Konzerthaus: Ein ungarischer Abend mit Iván Fischer

Unstillbare Sehnsucht: Dirigent Iván Fischer folgt gemeinsam mit Gästen den Spuren von Roma-Musikern bei Liszt und Brahms.

Ungarn liegt in Zentraleuropa, unserem Empfinden nach aber entfernt es sich unaufhaltsam vom europäischen Kernverständnis. Es ist daher ein feiner politischer Zug des gebürtigen Budapesters Iván Fischer, dem Einfluss Ungarns auf die Klassik nachzulauschen. Genauer noch, der Faszination, die die so genannte Zigeunermusik auf Liszt und Brahms ausübte. Über Generationen gaben Roma-Musiker ihre Klänge weiter, die noch heute durch Geige und Cimbalon strömen, wenn der Primas im Restaurant an den Tisch tritt.

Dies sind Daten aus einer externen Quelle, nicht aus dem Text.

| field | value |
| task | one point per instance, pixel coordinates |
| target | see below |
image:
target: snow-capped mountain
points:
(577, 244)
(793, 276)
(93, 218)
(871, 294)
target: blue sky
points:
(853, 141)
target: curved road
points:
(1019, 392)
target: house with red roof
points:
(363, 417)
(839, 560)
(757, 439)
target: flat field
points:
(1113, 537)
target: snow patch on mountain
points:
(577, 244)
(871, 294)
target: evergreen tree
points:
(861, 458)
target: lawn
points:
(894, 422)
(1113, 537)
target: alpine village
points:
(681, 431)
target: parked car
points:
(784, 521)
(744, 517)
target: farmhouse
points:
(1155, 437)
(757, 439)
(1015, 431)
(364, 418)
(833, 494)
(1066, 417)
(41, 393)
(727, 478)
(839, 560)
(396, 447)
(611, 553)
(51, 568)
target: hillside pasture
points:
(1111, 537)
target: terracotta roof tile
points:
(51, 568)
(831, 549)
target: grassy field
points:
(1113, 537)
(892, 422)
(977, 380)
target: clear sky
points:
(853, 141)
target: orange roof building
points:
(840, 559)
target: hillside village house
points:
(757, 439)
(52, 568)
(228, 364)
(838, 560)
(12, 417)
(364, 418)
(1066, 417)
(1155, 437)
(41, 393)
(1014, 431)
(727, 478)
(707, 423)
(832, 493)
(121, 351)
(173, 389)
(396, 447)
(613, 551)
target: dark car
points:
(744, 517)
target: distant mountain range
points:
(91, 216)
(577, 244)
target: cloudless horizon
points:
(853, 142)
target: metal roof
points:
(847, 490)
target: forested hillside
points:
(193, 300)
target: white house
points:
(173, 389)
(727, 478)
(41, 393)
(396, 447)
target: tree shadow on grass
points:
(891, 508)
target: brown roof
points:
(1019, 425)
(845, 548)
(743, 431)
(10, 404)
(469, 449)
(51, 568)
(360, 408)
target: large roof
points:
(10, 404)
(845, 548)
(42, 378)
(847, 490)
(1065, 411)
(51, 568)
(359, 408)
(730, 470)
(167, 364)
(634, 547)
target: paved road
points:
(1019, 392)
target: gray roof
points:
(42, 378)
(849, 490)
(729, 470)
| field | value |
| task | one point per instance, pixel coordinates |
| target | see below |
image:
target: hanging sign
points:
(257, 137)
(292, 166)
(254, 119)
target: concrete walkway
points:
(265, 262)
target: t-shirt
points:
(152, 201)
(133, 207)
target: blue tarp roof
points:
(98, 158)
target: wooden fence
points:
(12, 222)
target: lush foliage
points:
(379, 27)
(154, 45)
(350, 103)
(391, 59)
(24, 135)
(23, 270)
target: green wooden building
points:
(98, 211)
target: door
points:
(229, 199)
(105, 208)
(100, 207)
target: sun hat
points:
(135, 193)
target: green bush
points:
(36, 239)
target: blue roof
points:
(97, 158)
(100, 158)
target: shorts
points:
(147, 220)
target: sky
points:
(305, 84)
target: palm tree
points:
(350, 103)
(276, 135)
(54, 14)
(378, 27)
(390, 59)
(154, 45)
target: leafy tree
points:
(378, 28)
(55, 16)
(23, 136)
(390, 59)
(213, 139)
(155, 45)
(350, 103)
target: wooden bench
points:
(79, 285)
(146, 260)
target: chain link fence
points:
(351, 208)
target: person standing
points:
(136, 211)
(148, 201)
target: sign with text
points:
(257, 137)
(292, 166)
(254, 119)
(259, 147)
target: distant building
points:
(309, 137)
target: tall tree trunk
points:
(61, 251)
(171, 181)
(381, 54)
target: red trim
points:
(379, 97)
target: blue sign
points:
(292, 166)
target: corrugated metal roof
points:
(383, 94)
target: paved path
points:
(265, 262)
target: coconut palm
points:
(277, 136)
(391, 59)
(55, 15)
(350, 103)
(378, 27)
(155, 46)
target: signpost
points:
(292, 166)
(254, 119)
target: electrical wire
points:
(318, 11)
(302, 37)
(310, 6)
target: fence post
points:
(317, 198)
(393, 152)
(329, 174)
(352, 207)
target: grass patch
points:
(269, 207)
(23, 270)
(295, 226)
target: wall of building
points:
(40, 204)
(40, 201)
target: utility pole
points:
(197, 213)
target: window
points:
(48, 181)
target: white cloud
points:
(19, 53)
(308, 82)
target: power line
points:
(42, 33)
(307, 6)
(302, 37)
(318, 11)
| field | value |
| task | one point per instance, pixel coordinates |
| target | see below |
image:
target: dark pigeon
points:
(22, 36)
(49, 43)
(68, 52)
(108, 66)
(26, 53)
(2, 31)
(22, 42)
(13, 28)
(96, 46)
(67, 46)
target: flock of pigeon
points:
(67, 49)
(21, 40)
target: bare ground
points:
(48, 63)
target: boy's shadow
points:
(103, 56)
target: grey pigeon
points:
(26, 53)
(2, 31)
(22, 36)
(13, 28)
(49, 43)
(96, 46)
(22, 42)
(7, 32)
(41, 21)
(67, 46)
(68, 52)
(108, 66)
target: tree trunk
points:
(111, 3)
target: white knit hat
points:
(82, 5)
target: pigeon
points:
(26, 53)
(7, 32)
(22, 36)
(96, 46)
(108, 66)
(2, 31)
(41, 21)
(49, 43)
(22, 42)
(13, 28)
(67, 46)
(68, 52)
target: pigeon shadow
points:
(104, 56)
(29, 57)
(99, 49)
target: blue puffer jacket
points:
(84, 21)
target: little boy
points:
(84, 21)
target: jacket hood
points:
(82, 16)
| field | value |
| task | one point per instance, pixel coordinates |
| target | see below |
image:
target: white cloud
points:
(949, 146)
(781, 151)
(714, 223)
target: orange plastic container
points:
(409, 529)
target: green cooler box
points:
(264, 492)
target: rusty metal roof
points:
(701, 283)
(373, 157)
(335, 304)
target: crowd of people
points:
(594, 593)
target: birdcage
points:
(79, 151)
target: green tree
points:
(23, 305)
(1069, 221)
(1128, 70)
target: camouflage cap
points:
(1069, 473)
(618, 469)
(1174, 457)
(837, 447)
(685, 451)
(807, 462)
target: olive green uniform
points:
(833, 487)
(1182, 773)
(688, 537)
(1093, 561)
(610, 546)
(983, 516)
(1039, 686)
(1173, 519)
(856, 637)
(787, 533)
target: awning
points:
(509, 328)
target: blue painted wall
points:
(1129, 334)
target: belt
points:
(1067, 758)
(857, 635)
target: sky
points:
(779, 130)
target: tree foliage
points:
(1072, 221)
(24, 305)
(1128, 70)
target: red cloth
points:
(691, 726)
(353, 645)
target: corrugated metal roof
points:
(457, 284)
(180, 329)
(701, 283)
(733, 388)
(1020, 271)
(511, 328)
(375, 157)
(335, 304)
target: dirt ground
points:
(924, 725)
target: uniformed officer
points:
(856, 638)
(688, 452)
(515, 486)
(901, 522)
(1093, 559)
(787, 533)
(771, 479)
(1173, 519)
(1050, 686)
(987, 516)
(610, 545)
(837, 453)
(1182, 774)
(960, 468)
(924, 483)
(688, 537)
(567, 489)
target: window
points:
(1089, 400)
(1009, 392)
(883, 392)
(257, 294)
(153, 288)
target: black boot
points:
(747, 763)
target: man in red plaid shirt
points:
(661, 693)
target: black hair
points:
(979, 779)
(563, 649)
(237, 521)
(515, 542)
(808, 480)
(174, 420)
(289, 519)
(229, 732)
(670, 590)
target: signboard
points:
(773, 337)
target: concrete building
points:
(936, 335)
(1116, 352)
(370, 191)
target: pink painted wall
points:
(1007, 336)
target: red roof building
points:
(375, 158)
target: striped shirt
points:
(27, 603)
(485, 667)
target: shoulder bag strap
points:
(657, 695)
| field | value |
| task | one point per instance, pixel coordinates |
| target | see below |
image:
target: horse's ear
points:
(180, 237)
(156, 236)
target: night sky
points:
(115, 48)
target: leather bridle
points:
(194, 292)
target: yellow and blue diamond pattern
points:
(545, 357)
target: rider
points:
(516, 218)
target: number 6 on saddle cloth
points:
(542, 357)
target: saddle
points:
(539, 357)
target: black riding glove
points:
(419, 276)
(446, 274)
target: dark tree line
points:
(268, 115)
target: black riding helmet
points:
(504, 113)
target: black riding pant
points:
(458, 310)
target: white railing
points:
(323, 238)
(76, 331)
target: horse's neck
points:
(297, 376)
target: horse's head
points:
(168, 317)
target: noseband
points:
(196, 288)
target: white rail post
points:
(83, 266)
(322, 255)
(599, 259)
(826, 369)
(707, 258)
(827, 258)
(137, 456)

Fischer hat ungarische Gäste eingeladen und überlässt dem mit Klöppeln geschlagenen Hackbrett den ersten Auftritt des Abends. Jenö Lisztes solle einfach spielen, was er will. Das Konzerthausorchester hört zu, wie ein zartes Wirbeln einsetzt, das immer etwas über den harmonischen Rahmen hinausdrängt, wie eine Sehnsucht, die sich nicht stillen lassen will. Es mischt sich auch in Fischers Version von Liszts „Ungarischer Rhapsodie Nr. 11“, die mit der Zwiesprache von wuchtigem Orchester und flirrendem Cimbalon spielt.

Robust und klangsatt

Mit József Lendvay holt sich Fischer einen traditionellen Primas auf die Bühne, arrangiert Brahms „Ungarischen Tanz Nr. 1“ für Einwürfe von Geige und Cimbalon. Die gemessene Form hier, ein schwereloses Gleiten dort, raffinierter Orchestersatz und beiläufiges Virtuosentum. Schließlich tritt noch József Lendvay Junior dazu, ausgebildet in beiden Welten, der seine Stradivari mit herausfordernder Kühle in Sarasates „Zigeunerweisen“ schickt, um aus der Verzögerung ein nicht ganz ausrechenbares Moment der Spannung zu gewinnen. Bewegend, wie Vater und Sohn Lendvay die improvisatorischen Räume nutzen, die Fischer ihnen in Brahms’ „11. Ungarischem Tanz“ eröffnet: tastend, lauschend, eine melancholische Nachhut des Furors.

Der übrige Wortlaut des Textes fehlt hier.